Closed dragonbook closed 5 years ago
Hi dragonbook,
I experimented your case and it does not improve the performance much, while consuming computational cost much more. When I designed my model, I considered receptive field size and conventional U-Net structure stuffs.
I think you have to set sigma value used to generate gt heatmap larger than the original one. Otherwise, it would generate too small blob on the gt heatmap (because of enlarged output heatmap size), so the model would have a difficulty to learning to localize hand keypoints.
Hi, I want to change the network's output resolution up to 88x88x88(that is, double the current heatmap's size) to simply enlarge estimation precision. Since your current network is pretty good now, I chose to simply adjust it by inserting one more decoder(with a upsample layer) block after original encoder-decoder block to double it's output(which is 44x44x44). (I also tried to add a longer skip/residual connection at original scale(88x88x88)). But they seems not to work much well like your original one in my experiments(emm..., actually some of them do work).

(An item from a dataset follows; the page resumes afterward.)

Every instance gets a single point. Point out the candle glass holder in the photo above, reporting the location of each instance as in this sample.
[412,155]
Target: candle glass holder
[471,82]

I wonder how do you designed your current network, except the common practices, like residual block and U-net like skip-connection. E.g. you used U-net style in a encoder-decoder sub-block in middle of the architecture after one basic conv layer, one pool layer and some residual blocks. What's your considerations?
Besides, Did you consider feature map cell's receptive field(in order to catch larger 3d context) when you design network? Did you try some experiments/network designs on 88x88x88 output resolution? Could you talk some experience or give me some suggestions?
Thanks!